I am not returning any of your valuable shit for tickets, handshakes, autographs, etc. I am selling it to the highest bidder.
Many sports fans will gladly return historic home run balls, some worth hundreds of thousands of dollars, presumably out of some combination of adoration and generosity, or possibly because they feel pressured to do so.
Once again, let me be clear to all history-making athletes. I will not give you a quarter-of-a-million dollar ball in exchange for a handshake, some luxury box seats, and a signed bat. I'm taking that ball you hit into my section down to Sotherby's, selling it to the highest bidder, and buying a house.
You, the record-setting athlete, can go fuck yourself.
Take for your consideration of the above-linked article about a 23 year-old moron returning the Jeter ball.
"It didn't cross my mind until they asked me what I wanted," he said. "The only thing I could think of was a few signed balls would be nice, and to meet him. It wasn't about the money. It was about a milestone and I wasn't going to take that away from him. Money's cool and all, but I'm only 23 years old. I have a lot of time to make that."
"Mr. Jeter deserved it," Lopez said. "It's all his."
Lopez, who sells cell phones for a living, already was receiving calls from friends and co-workers
.Essentially, a grown man who sells cell phones for a living gives away what amounts to a very nice house to another grown man who makes $15,000,000.00 this year. Because he thought it would be "nice" to get a few signed balls and meet him.
Sure, generosity in any form is rare, and should always be welcomed by society. Except when it involves a workingman giving away property that may equal six or seven years of salary to a professional athlete, for whom the property amounts to a trinket to be displayed in his second winter home, worth about three days of salary. Just because the workingman presumably had a poster of said athlete in his bedroom as a teenager.
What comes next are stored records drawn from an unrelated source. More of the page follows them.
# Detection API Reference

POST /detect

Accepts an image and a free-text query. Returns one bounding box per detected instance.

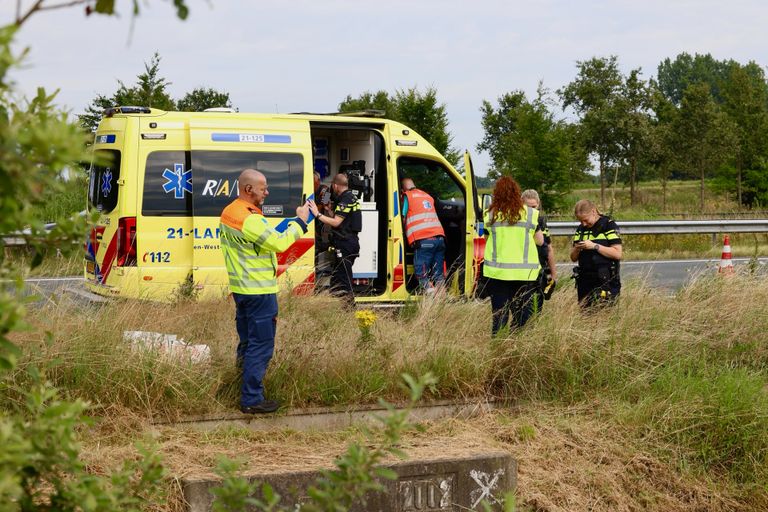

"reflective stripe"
[407,212,439,223]
[243,254,273,261]
[485,261,540,270]
[246,266,274,272]
[406,220,443,238]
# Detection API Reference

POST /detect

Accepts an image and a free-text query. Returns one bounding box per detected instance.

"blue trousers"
[414,236,446,289]
[233,293,278,407]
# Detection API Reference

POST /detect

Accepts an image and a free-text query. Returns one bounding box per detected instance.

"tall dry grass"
[6,271,768,487]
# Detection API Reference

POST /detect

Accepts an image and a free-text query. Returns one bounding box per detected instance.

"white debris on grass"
[123,330,210,364]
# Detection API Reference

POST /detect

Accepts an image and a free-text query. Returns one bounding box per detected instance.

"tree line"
[83,52,768,212]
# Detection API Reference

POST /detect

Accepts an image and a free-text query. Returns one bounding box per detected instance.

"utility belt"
[572,263,618,284]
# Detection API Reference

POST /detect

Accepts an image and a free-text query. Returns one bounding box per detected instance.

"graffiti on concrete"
[398,473,454,511]
[469,468,504,509]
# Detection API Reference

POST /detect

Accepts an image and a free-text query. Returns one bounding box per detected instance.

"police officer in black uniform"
[522,190,557,312]
[570,199,623,308]
[308,173,361,308]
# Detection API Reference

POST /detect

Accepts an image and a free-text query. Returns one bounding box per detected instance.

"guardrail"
[4,219,768,246]
[548,219,768,236]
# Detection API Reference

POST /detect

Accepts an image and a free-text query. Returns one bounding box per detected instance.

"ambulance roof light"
[203,107,238,113]
[337,109,386,118]
[103,106,152,117]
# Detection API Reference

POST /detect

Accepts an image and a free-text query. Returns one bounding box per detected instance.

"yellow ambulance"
[85,107,484,303]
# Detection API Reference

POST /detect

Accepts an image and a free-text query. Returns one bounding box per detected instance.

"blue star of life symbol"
[101,170,112,196]
[162,163,192,199]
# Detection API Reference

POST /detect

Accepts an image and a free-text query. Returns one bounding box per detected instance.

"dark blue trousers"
[233,293,278,407]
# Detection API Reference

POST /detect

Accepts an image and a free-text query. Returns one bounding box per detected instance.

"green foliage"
[176,87,233,112]
[477,87,587,209]
[80,53,232,131]
[668,83,737,211]
[559,56,625,205]
[339,87,460,166]
[0,378,167,510]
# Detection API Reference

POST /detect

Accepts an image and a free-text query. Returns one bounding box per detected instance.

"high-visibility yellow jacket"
[220,198,307,295]
[483,206,540,281]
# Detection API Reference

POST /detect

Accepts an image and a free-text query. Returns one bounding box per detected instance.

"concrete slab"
[182,451,515,512]
[155,399,499,432]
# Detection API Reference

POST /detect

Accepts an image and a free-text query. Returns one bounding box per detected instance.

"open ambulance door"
[463,151,484,295]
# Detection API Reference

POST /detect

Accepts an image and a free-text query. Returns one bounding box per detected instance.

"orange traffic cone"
[718,234,735,274]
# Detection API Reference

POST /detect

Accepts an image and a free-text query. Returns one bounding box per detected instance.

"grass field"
[5,270,768,509]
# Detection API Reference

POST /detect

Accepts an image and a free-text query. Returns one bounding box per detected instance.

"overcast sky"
[5,0,768,175]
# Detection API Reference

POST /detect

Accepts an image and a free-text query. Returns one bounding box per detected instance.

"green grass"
[6,271,768,495]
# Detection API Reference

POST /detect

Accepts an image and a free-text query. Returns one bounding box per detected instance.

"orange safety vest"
[403,188,445,245]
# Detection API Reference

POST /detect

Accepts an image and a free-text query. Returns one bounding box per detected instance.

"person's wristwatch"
[594,244,599,252]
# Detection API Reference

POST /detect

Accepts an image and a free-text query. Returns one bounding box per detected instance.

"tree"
[80,52,174,131]
[657,52,734,106]
[177,87,233,111]
[669,83,737,212]
[719,62,768,206]
[80,53,233,132]
[614,68,654,206]
[339,87,460,166]
[559,56,624,207]
[477,87,587,209]
[645,82,678,213]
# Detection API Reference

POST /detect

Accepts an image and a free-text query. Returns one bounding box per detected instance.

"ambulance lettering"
[201,179,239,197]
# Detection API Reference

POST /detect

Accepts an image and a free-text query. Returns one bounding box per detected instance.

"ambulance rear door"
[188,118,314,297]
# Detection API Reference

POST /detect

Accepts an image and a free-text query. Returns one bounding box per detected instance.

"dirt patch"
[79,403,765,511]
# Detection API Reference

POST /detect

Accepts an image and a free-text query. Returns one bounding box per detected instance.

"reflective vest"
[483,206,540,281]
[403,188,445,245]
[219,198,307,295]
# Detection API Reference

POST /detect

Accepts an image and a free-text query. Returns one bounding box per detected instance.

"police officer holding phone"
[308,173,361,308]
[570,199,622,307]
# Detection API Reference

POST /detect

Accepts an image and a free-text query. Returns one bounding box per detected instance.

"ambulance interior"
[310,124,389,296]
[396,157,467,293]
[310,123,468,296]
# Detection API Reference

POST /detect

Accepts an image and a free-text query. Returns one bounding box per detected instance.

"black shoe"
[240,399,280,414]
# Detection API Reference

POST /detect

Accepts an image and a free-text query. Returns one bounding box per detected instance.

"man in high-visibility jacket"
[400,178,446,293]
[220,169,309,414]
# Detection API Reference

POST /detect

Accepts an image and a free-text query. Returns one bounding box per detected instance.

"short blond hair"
[521,189,541,207]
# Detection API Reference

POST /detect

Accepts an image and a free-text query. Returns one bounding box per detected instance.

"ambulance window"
[191,151,303,217]
[397,157,463,201]
[142,151,193,216]
[88,149,121,214]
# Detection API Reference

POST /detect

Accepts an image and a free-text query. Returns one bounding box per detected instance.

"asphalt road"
[21,257,768,301]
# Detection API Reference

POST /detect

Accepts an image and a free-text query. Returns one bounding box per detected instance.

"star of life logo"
[101,170,112,197]
[423,200,433,209]
[162,163,192,199]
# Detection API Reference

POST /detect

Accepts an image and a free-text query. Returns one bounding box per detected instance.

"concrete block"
[182,451,515,512]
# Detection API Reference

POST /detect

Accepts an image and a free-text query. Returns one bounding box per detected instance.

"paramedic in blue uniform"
[570,199,623,307]
[308,173,361,308]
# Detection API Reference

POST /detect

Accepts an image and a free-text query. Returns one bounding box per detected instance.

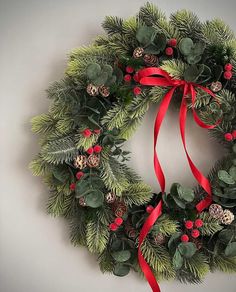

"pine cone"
[210,81,222,93]
[74,155,87,169]
[87,154,100,168]
[221,209,234,225]
[99,85,110,97]
[153,233,166,245]
[113,201,127,217]
[125,222,136,239]
[143,54,158,66]
[105,192,117,204]
[86,84,99,96]
[191,238,203,250]
[133,47,144,59]
[209,204,224,219]
[79,197,86,207]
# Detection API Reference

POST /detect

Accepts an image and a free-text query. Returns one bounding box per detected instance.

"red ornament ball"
[126,66,134,74]
[232,130,236,139]
[124,74,132,82]
[82,128,92,138]
[93,145,102,153]
[168,38,177,47]
[146,205,154,214]
[224,71,233,80]
[133,73,140,82]
[133,86,142,95]
[76,171,84,180]
[86,147,94,155]
[194,219,203,228]
[93,129,101,135]
[224,63,233,71]
[165,47,174,56]
[191,229,200,238]
[185,220,194,229]
[69,183,76,191]
[181,234,189,242]
[109,223,118,231]
[225,132,233,141]
[114,217,123,226]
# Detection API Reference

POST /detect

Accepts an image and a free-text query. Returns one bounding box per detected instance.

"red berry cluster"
[165,38,177,57]
[109,217,124,231]
[86,145,103,155]
[224,130,236,142]
[82,128,101,138]
[124,66,142,96]
[181,219,203,242]
[223,63,233,80]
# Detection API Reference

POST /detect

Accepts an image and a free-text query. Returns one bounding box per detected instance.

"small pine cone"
[99,85,110,97]
[113,201,127,217]
[191,238,203,250]
[210,81,222,93]
[209,204,224,219]
[133,47,144,59]
[153,233,166,245]
[105,192,117,204]
[86,84,99,96]
[221,209,235,225]
[143,54,158,66]
[74,155,87,169]
[87,154,100,168]
[125,222,136,239]
[79,197,86,207]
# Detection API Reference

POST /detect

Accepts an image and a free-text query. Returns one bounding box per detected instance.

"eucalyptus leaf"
[136,25,156,46]
[85,190,104,208]
[75,176,104,198]
[113,264,130,277]
[177,185,195,202]
[178,242,197,258]
[173,249,184,270]
[225,242,236,257]
[179,38,194,55]
[111,250,131,262]
[86,63,101,80]
[218,170,235,185]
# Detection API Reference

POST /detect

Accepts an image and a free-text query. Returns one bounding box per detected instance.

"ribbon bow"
[137,67,219,292]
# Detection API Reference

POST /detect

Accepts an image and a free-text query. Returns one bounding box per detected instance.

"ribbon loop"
[137,67,220,292]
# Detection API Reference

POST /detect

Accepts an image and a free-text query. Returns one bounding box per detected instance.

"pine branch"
[101,103,128,130]
[161,60,186,79]
[29,155,52,176]
[41,136,77,164]
[86,218,109,254]
[98,249,115,273]
[123,182,153,206]
[70,210,87,246]
[198,212,223,236]
[102,16,124,35]
[212,254,236,273]
[31,113,57,135]
[138,2,166,26]
[149,86,170,103]
[152,215,179,237]
[47,189,74,217]
[75,131,98,150]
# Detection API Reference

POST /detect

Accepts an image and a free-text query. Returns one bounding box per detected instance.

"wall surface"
[1,0,236,292]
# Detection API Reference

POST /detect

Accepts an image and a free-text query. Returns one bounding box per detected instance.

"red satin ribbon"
[137,67,219,292]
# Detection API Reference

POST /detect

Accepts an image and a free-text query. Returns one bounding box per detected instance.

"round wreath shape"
[31,3,236,291]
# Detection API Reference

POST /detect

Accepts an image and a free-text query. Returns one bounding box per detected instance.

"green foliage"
[198,212,223,236]
[123,182,153,206]
[101,103,128,130]
[31,113,56,135]
[152,214,179,237]
[98,250,115,273]
[47,189,74,217]
[138,2,166,26]
[212,254,236,273]
[29,155,52,176]
[102,16,124,35]
[86,218,109,254]
[161,60,186,79]
[41,136,77,164]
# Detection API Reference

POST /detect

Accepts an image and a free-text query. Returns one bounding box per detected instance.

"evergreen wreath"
[30,2,236,290]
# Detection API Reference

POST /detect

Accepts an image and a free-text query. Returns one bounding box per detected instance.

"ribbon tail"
[138,201,163,292]
[179,86,212,211]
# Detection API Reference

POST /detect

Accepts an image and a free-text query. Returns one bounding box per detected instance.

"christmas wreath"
[31,3,236,291]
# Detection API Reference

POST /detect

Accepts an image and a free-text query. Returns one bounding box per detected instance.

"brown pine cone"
[87,154,100,168]
[86,84,99,96]
[209,204,224,219]
[113,201,127,217]
[99,85,110,97]
[153,233,166,245]
[143,54,158,66]
[210,81,222,93]
[133,47,144,59]
[105,192,117,204]
[74,155,87,169]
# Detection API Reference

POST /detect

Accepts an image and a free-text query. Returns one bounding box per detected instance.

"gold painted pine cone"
[74,155,87,169]
[133,47,144,58]
[86,84,99,96]
[220,209,234,225]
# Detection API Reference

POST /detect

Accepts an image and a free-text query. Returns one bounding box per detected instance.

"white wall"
[1,0,236,291]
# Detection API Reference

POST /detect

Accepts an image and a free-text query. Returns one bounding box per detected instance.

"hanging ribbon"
[137,67,220,292]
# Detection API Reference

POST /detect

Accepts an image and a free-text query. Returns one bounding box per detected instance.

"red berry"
[181,234,189,242]
[133,86,142,95]
[232,130,236,139]
[225,132,233,141]
[185,220,194,230]
[82,128,92,138]
[69,183,76,191]
[94,129,101,135]
[124,74,132,82]
[76,171,84,180]
[126,66,134,74]
[93,145,102,153]
[194,219,203,228]
[86,147,94,155]
[168,38,177,47]
[165,47,174,56]
[224,63,233,71]
[146,205,154,214]
[109,223,118,231]
[191,229,200,238]
[114,217,123,226]
[133,73,140,82]
[224,71,233,80]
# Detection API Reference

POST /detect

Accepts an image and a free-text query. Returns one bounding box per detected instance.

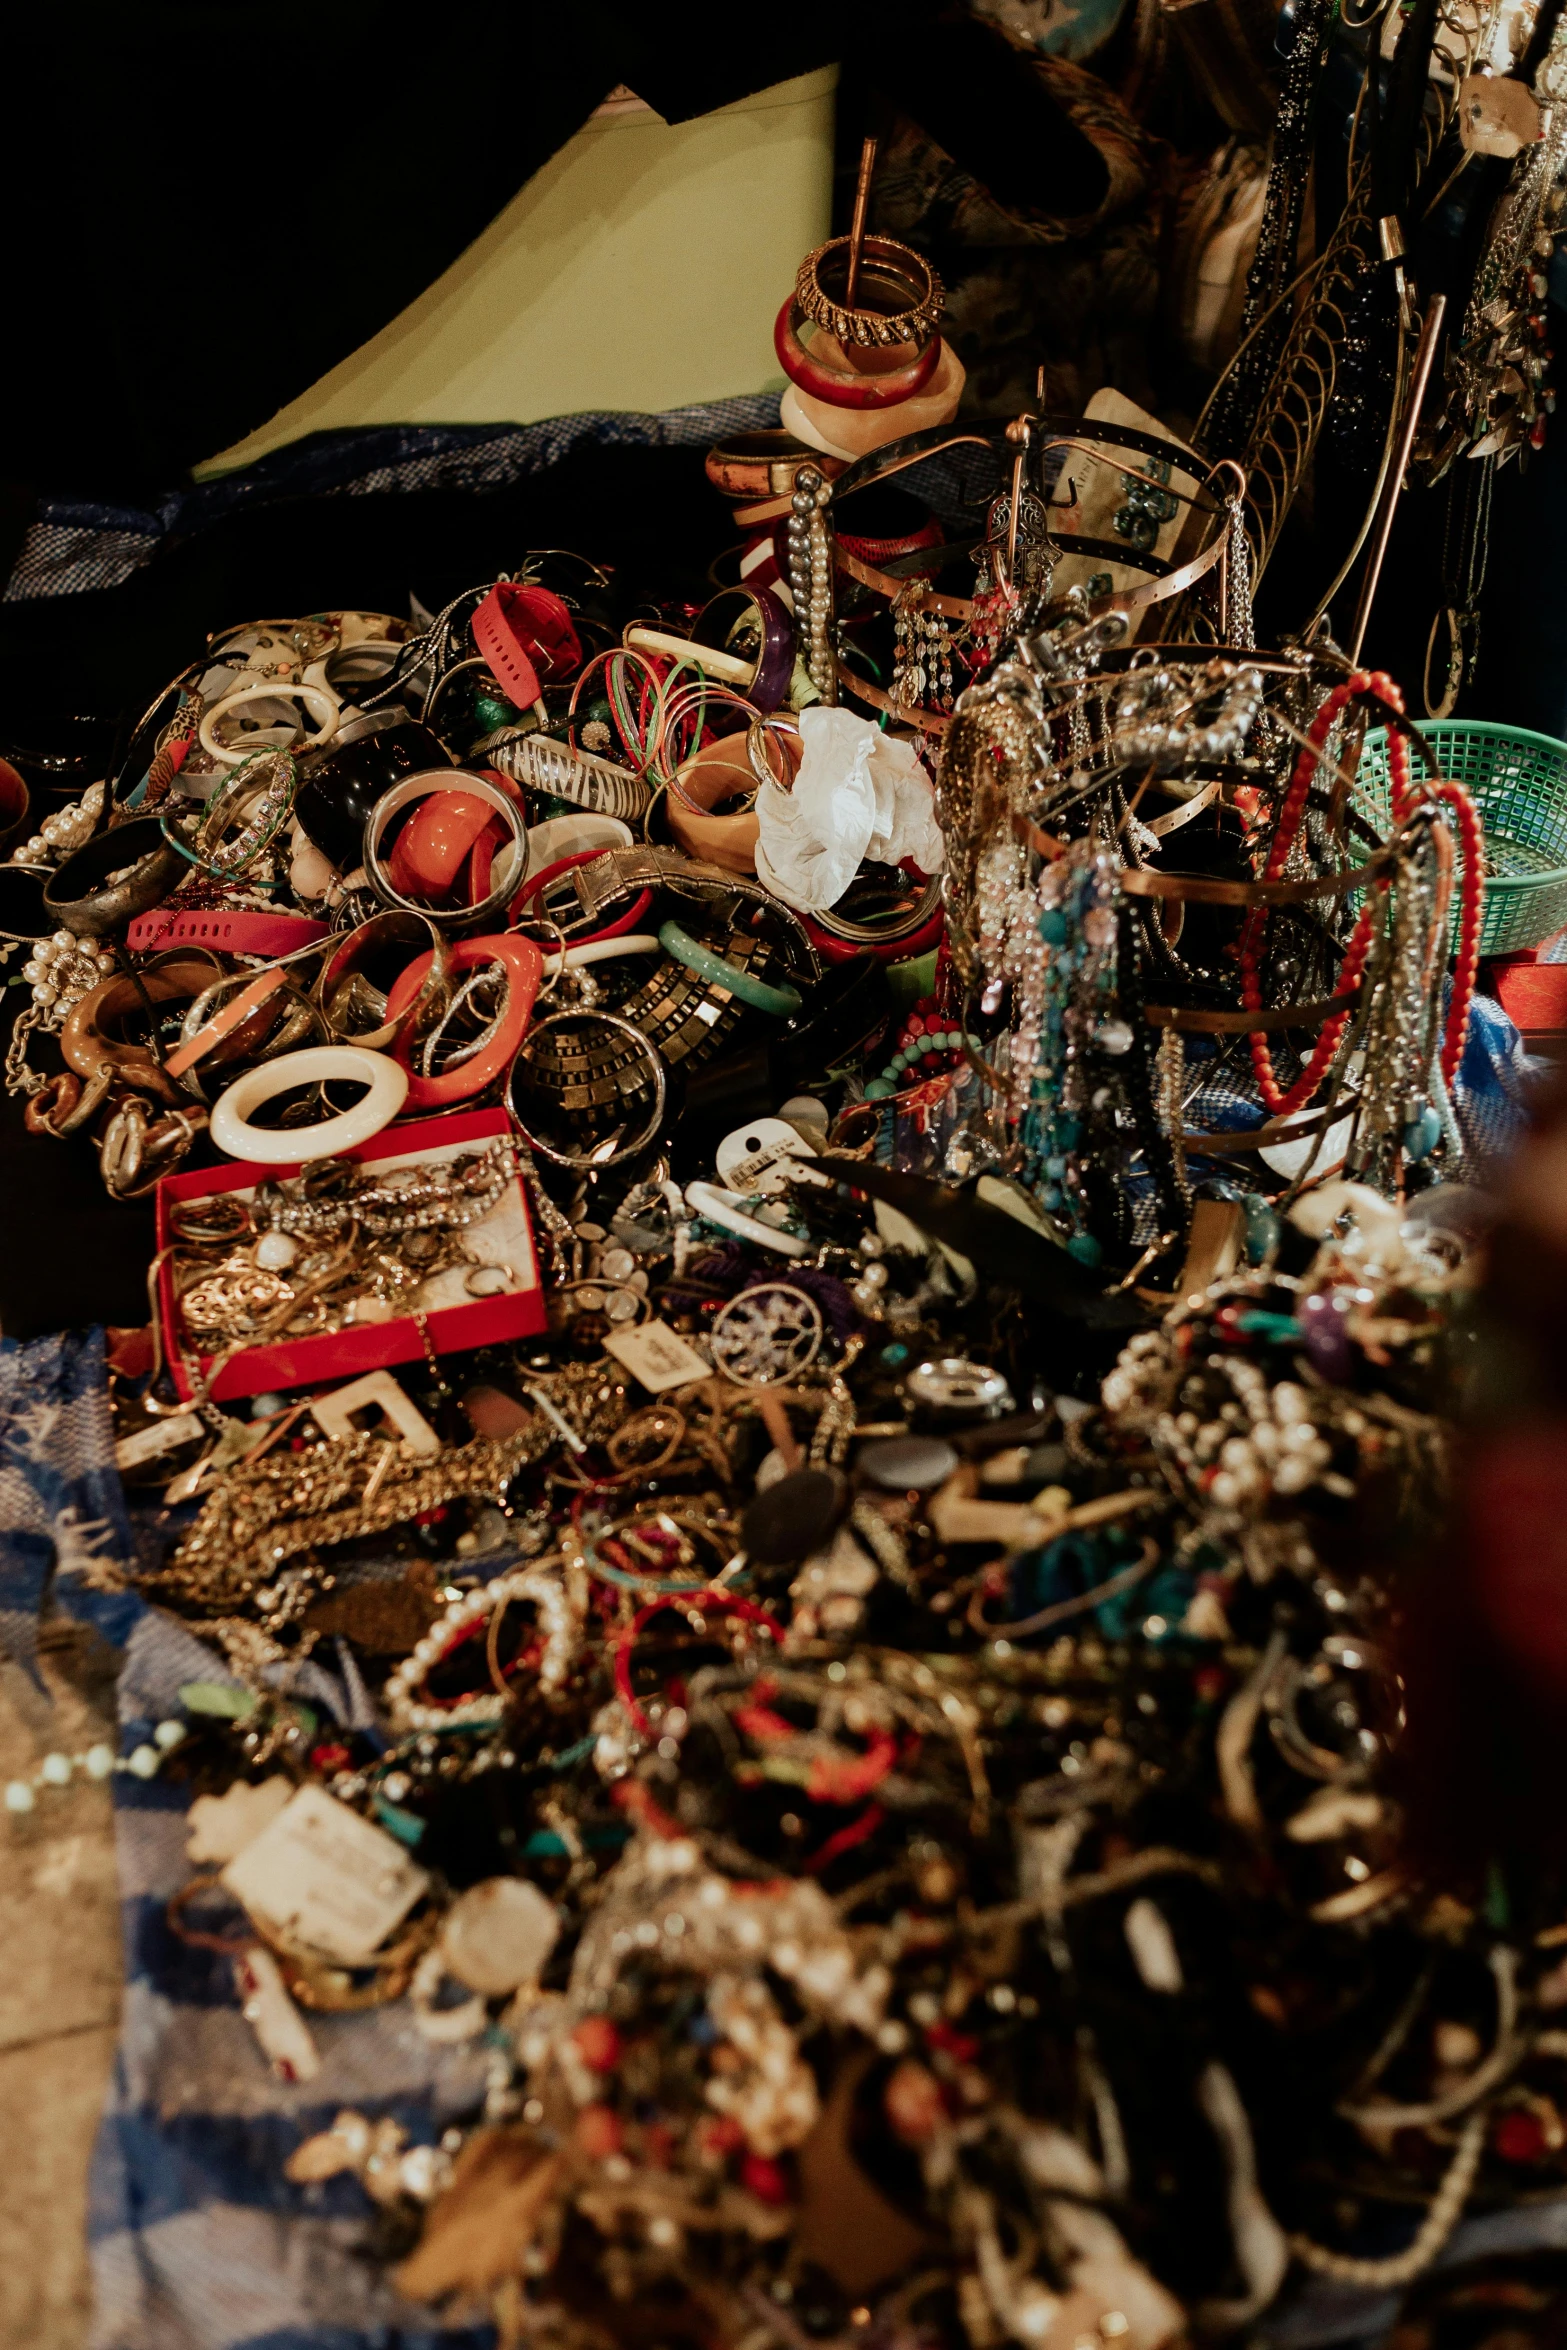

In that rarest of cases, what appears as generosity to the naked eye is actually deep, thorough, stupidity. You would need to be a very dumb human being to give the ball away.
What a stupid, fucking idiot.
So, you are forewarned, Andrew McCutcheon. If you hit a grand slam in the bottom of the ninth of the World Series, after you called your shot for a boy dying of cancer, and you want the ball back to present it to that boy, and I catch it... well, fuck you both. Make the highest offer.
Sidney Crosby cures that same pediatric cancer at center ice of Pens-Flyers game, and then triumphantly whips his gloves into the crowd? Keep an eye out on eBay for that one, I'm paying off my car.
Derek Jeter smacks his 4,000th hit into the bleachers of PNC Park? Guess what? I don't give a shit about meeting you, or having a signed ball. Let's start the bidding at $2,000,000.00.
Now that you have been warned, athletes, you may proceed.
Post-Script: What a stupid, stupid, fucking idiot. Seriously, how many cell phones do you need to sell to earn $250,000.00??? 250,000? Yeah, you have plenty of time to make that money, assuming you plan to live to be 240 years old. Idiot.